Romandaki karakterlerin hemen hepsi, nereye savrulduklarını bilmeden öylece yaşayıp giderler, ancak pek azı bunun farkındadır. Sözgelimi Tezel, romandaki en dolu karakter kanımca. Her ne kadar nihilist olduğunu düşünse de, yaşama karşın belli duyarlığı vardır ve yakalayamadığı değerlerin peşinden koşar sürekli. Bu, nihilist olmanın komünist olmaktan daha kolay olduğunu söylediği yerden dahi anlaşılıyor. Kolaycılığı seçmek değil, yakalayamadığı o değerlerden ötürü içten içe çektiği acıyı ört bas etmek istemesidir yaptığı. Tezel karakterine hayranlık duymamak gerçekten çok zor. Ülkede o yıllarda güzellik adına yapılan her mücadelenin boşa gitmesinin, götürülmesinin insanı nasıl da ruhsal bir cehenneme sürüklediğinin en büyük kanıtı Tezel. Bu yüzden sürekli kaçar ve kendini içkiye verir.
Romanı okurken kendime sık sık, yazar Ağaoğlu'nun Aysel'mi yoksa Tezel'mi olduğunu sordum ve sonuç olarak da, en azından romanı yazdığı dönemlerde, Aysel'in olduğu kişi, Tezel'in ise olmak isteyip te olamadığı, çünkü Cumhuriyet ideallerinin kanına aşıladığı elitist ve sorumlu (kalkınan ülkesinin gelecek kuşakları açısından) aydın damgasından kurtulamadığından Aysel olarak kalmaya mahkum olduğu kanısına vardım.  

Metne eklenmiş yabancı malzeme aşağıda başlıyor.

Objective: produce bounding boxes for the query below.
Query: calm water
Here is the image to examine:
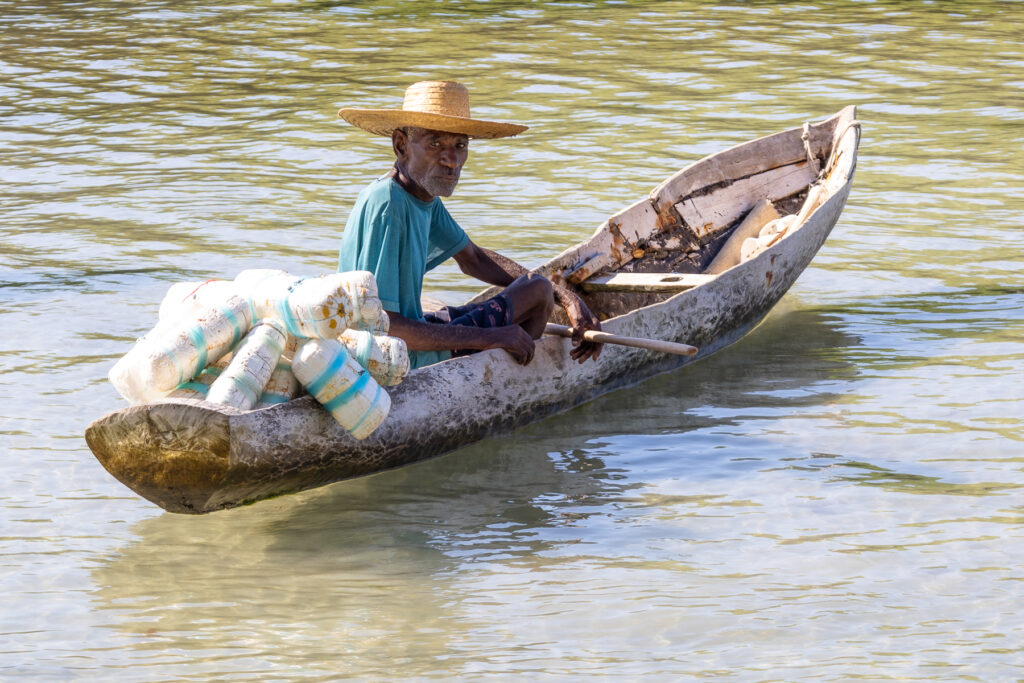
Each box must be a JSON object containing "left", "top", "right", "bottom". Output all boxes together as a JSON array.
[{"left": 2, "top": 0, "right": 1023, "bottom": 679}]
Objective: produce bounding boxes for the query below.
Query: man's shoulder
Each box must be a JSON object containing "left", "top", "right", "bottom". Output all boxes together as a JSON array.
[
  {"left": 357, "top": 176, "right": 432, "bottom": 217},
  {"left": 348, "top": 178, "right": 407, "bottom": 234},
  {"left": 356, "top": 175, "right": 397, "bottom": 208}
]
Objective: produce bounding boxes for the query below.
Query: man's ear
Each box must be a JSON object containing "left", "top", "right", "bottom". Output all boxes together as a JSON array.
[{"left": 392, "top": 129, "right": 407, "bottom": 160}]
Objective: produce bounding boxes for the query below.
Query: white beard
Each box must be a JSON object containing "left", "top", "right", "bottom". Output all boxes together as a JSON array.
[{"left": 409, "top": 167, "right": 459, "bottom": 198}]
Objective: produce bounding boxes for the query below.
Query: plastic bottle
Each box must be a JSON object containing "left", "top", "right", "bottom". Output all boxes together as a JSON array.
[
  {"left": 292, "top": 338, "right": 390, "bottom": 440},
  {"left": 338, "top": 328, "right": 409, "bottom": 387},
  {"left": 247, "top": 271, "right": 384, "bottom": 338},
  {"left": 168, "top": 353, "right": 233, "bottom": 400},
  {"left": 368, "top": 309, "right": 390, "bottom": 335},
  {"left": 158, "top": 279, "right": 245, "bottom": 324},
  {"left": 256, "top": 335, "right": 301, "bottom": 409},
  {"left": 108, "top": 294, "right": 253, "bottom": 403},
  {"left": 336, "top": 270, "right": 385, "bottom": 331},
  {"left": 740, "top": 214, "right": 799, "bottom": 263},
  {"left": 206, "top": 320, "right": 287, "bottom": 410}
]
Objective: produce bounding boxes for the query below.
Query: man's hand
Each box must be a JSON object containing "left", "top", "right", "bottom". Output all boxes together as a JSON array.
[
  {"left": 450, "top": 242, "right": 603, "bottom": 364},
  {"left": 559, "top": 291, "right": 603, "bottom": 363},
  {"left": 481, "top": 325, "right": 535, "bottom": 365}
]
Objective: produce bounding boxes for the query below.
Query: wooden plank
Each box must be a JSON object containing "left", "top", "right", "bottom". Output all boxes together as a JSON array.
[
  {"left": 564, "top": 198, "right": 659, "bottom": 285},
  {"left": 674, "top": 160, "right": 815, "bottom": 239},
  {"left": 650, "top": 128, "right": 803, "bottom": 212},
  {"left": 649, "top": 110, "right": 841, "bottom": 213},
  {"left": 608, "top": 196, "right": 660, "bottom": 245},
  {"left": 564, "top": 229, "right": 615, "bottom": 285},
  {"left": 581, "top": 272, "right": 716, "bottom": 293}
]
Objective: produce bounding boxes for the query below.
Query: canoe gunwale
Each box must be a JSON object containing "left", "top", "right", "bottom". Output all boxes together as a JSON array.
[
  {"left": 85, "top": 106, "right": 860, "bottom": 514},
  {"left": 542, "top": 107, "right": 850, "bottom": 291}
]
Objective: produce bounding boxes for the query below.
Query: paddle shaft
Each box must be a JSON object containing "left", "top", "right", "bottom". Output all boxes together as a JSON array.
[{"left": 544, "top": 324, "right": 698, "bottom": 356}]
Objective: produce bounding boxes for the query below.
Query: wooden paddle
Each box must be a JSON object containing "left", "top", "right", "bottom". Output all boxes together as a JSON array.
[{"left": 544, "top": 323, "right": 698, "bottom": 356}]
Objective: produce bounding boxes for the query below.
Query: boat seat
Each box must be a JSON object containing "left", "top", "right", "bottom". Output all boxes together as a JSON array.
[{"left": 580, "top": 272, "right": 716, "bottom": 293}]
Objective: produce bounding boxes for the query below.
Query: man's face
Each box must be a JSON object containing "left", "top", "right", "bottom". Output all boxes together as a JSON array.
[{"left": 397, "top": 127, "right": 469, "bottom": 198}]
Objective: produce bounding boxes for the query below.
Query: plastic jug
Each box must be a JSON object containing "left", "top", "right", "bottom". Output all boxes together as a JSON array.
[
  {"left": 247, "top": 271, "right": 384, "bottom": 338},
  {"left": 206, "top": 320, "right": 287, "bottom": 410},
  {"left": 338, "top": 328, "right": 409, "bottom": 387},
  {"left": 292, "top": 338, "right": 390, "bottom": 440},
  {"left": 109, "top": 294, "right": 253, "bottom": 403}
]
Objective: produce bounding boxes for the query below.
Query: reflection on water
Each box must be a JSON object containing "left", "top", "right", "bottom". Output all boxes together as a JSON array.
[
  {"left": 3, "top": 0, "right": 1024, "bottom": 678},
  {"left": 831, "top": 460, "right": 1024, "bottom": 497},
  {"left": 91, "top": 307, "right": 858, "bottom": 675}
]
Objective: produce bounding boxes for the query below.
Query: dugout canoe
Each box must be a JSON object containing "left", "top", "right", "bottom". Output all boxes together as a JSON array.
[{"left": 86, "top": 106, "right": 861, "bottom": 514}]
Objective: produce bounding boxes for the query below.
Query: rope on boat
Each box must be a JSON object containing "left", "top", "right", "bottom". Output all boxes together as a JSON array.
[
  {"left": 788, "top": 118, "right": 862, "bottom": 230},
  {"left": 802, "top": 122, "right": 822, "bottom": 177},
  {"left": 820, "top": 119, "right": 862, "bottom": 181}
]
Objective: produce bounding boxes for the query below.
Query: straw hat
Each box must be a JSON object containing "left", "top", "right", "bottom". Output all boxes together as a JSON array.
[{"left": 338, "top": 80, "right": 528, "bottom": 140}]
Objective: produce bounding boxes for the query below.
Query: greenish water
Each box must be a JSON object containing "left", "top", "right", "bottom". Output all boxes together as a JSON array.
[{"left": 2, "top": 1, "right": 1022, "bottom": 679}]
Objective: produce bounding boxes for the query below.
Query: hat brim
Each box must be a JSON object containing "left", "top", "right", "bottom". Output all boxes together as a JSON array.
[{"left": 338, "top": 108, "right": 528, "bottom": 139}]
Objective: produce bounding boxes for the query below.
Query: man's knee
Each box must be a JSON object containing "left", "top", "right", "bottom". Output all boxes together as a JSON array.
[
  {"left": 504, "top": 273, "right": 553, "bottom": 325},
  {"left": 514, "top": 273, "right": 553, "bottom": 305}
]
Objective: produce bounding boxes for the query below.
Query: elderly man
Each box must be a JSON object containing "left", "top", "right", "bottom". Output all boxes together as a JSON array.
[{"left": 336, "top": 80, "right": 601, "bottom": 369}]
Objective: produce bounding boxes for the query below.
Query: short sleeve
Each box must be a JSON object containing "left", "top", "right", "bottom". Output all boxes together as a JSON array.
[{"left": 425, "top": 202, "right": 469, "bottom": 271}]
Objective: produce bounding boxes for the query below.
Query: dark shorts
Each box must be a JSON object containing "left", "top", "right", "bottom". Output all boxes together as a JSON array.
[{"left": 423, "top": 293, "right": 515, "bottom": 357}]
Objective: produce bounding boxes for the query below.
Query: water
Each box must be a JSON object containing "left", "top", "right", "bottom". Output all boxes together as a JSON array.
[{"left": 2, "top": 0, "right": 1023, "bottom": 679}]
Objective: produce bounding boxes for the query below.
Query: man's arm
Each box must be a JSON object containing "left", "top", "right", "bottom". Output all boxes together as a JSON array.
[
  {"left": 386, "top": 310, "right": 536, "bottom": 365},
  {"left": 453, "top": 241, "right": 603, "bottom": 363},
  {"left": 451, "top": 240, "right": 520, "bottom": 288}
]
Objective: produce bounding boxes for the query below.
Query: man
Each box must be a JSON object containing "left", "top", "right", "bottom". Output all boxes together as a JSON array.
[{"left": 336, "top": 80, "right": 601, "bottom": 369}]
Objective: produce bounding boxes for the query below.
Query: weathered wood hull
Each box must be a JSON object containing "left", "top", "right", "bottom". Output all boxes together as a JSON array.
[{"left": 86, "top": 107, "right": 860, "bottom": 514}]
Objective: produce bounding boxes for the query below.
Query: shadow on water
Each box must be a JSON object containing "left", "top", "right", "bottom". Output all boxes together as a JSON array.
[{"left": 88, "top": 304, "right": 860, "bottom": 643}]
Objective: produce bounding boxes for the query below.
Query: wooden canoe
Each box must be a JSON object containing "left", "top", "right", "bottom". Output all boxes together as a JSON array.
[{"left": 86, "top": 106, "right": 861, "bottom": 514}]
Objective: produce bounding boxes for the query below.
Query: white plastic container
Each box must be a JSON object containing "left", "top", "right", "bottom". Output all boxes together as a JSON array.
[
  {"left": 206, "top": 320, "right": 287, "bottom": 410},
  {"left": 256, "top": 335, "right": 301, "bottom": 409},
  {"left": 158, "top": 279, "right": 244, "bottom": 324},
  {"left": 338, "top": 328, "right": 409, "bottom": 387},
  {"left": 108, "top": 319, "right": 175, "bottom": 403},
  {"left": 368, "top": 309, "right": 390, "bottom": 335},
  {"left": 336, "top": 270, "right": 385, "bottom": 331},
  {"left": 108, "top": 294, "right": 253, "bottom": 403},
  {"left": 740, "top": 214, "right": 799, "bottom": 263},
  {"left": 247, "top": 271, "right": 384, "bottom": 338},
  {"left": 168, "top": 353, "right": 233, "bottom": 400},
  {"left": 292, "top": 338, "right": 390, "bottom": 440}
]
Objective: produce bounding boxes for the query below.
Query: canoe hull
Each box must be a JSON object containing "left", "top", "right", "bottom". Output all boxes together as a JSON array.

'Bir Düğün Gecesi' politik romanlarımızdan son ve en başarılarından birisi. Bu roman, malumunuz, 80 sonrasında yetişen apolitik gençlik için bir anlam ifade etmeyecektir. Ancak bu ülkede hala yakın tarihine ilgi duyan insanlar varsa, mutlaka okumalıdır bu kitabı. O yılları yaşamış ve politik bir hayat görüşüne sahip olup ta bu romanı okumamış insanlar için birşey demiyorum bile.